Ноября 23-го числа в 5-м часу утра снялись мы с якоря и с помощью весьма легкого ветерка от востока, попутного течения и буксира пошли в путь. До полудня успех наш был очень мал, и мы чуть подавались вперед, а с полудня ровный ветер, при весьма ясной погоде, стал дуть от юго-востока; тогда мы стали править настоящим своим курсом к юго-западу.
В бытность нашу в Рио-Жанейро испанский посланник, посредством нашего консула пригласив меня к себе, просил о весьма важном для испанского двора деле, которое состояло в следующем. С того времени как португальцы завладели Монтевидео, дела между испанцами и ими пошли очень нехорошо. Первые европейские державы взялись быть посредниками между ними и получили обещание португальского посланника, в Париже находящегося, что двор его сдаст Монтевидео испанцам; но в самом деле из Рио-Жанейро беспрестанно посылали туда подкрепления, да и при нас три тысячи войска готовы были отправиться. На требование же испанского министра объяснений по сему случаю давались ему самые колкие и надменные ответы, даже до того, что он почитал их почти объявлением войны. «Каждый почерк пера бразильского кабинета есть объявление войны», – сказал он мне, говоря о нотах к нему здешнего министерства.

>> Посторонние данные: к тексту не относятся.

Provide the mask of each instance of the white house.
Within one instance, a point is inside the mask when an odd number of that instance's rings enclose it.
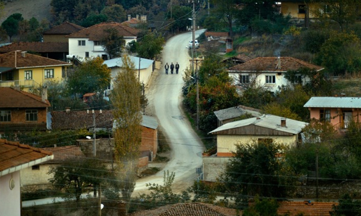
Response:
[[[20,216],[20,170],[52,159],[51,152],[0,139],[0,215]]]
[[[104,60],[109,58],[103,46],[107,33],[107,30],[113,29],[118,31],[118,35],[122,36],[126,45],[136,41],[139,31],[116,22],[104,22],[66,36],[69,41],[69,55],[81,59],[86,58],[101,57]]]
[[[296,75],[292,82],[285,78],[287,71],[297,71],[301,68],[314,69],[316,72],[324,69],[291,57],[259,57],[232,67],[227,71],[235,85],[244,87],[254,84],[275,92],[284,86],[292,86],[292,84],[296,84],[304,85],[309,82],[309,77],[301,75]]]
[[[140,58],[139,57],[131,55],[129,55],[128,57],[134,64],[134,68],[135,68],[134,72],[137,77],[139,76],[139,82],[141,83],[144,83],[144,85],[147,85],[152,75],[152,73],[155,69],[155,61],[154,60],[142,58]],[[112,69],[112,80],[116,77],[118,73],[122,72],[123,66],[122,59],[122,58],[117,58],[106,60],[103,63],[104,64],[106,64],[108,68]],[[111,90],[113,89],[113,84],[112,81],[110,83],[109,89]]]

О таком положении дел между сими двумя дворами испанский министр должен был как можно скорее сообщить перуанскому вицерою: безопасность их владений в Южной Америке того требовала, а как он не имел для сего никакого случая, то и прибегнул ко мне и просил, чтобы в уважение дружбы и доброго расположения нашего государя к Испании я согласился по пути зайти в Лиму и отвезти туда его бумаги. Поелику время мне позволяло и я нимало от настоящего своего пути, следуя в Камчатку, уклониться принужден не был, то охотно согласился оказать услугу испанскому двору, которая, по уверению генерального нашего консула, должна быть приятна его императорскому величеству, о чем, однако ж, прежде я никому не говорил, но сего числа объявил по команде, что мы идем в Перу.
Оставив Рио-Жанейро, я должен сказать, что место сие мне очень понравилось по чрезвычайной красоте природы, о чем в замечаниях моих более сказано.
В 8 часов вечера 23-го числа ветер перешел к северо-востоку и при совершенно ясном небе начал дуть с такою силою, как обыкновенно дуют у здешних берегов муссоны; мы несли все паруса и шли миль по 7 и по 8 в час. Правил я таким образом, чтоб пройти устье реки Платы в расстоянии около 200 миль, дабы избежать действия сильного течения, стремящегося из сей огромной реки. Между тем мы приготовили и разложили наверху все ручное оружие, картузы с порохом, лядунки, рога, фитили и пр., чтоб быть во всегдашней готовности к сражению. Сию нужную осторожность я принял вследствие полученных мною в Рио-Жанейро известий, что возмутившиеся в Южной Америке испанцы нападают на суда всех народов,[195] кроме англичан; а русских, по каким-то слухам, недавно стали они считать союзниками короля испанского.
Ветры, дуя с разной силой и при разных состояниях погоды, продолжали нам благоприятствовать: мы очень скоро подавались вперед. До 30-го числа с нами ничего примечательного не случилось, а сегодня в широте 34°, долготе 48 ½°, совсем против нашего чаяния, встретили мы русское судно, или, лучше сказать, судно под русским флагом, потому что на нем ни одного человека русского не было. Судно сие называется «Двина» и принадлежит архангельскому купцу Бранту. Корабельщик же оного – немец по имени Спратто. Из Архангельска оно пошло 3 сентября прошлого года и в ноябре того же года пришло в Гамбург, а в декабре вышед оттуда, 7 августа сего года прибыло в Буэнос-Айрес; 27-го числа сего месяца оттуда вышло и теперь идет в Гамбург. Не желая задержать его, чтоб отправить с ним письма, я дал ему только записку о нас, с тем, чтоб по приходе в Гамбург, он напечатал в газетах, где он нас встретил и что у нас все благополучно и все мы здоровы. Капитан сего судна сообщил нам другое о расположении инсургентов к русским, нежели что мы слышали в Рио-Жанейро: он сказывал, что они не только обходились с ним хорошо, но и по торговым его делам поступали справедливо и честно, оказывали ему особенное перед другими командирами купеческих судов уважение и не иначе называли его, как капитаном великой нации.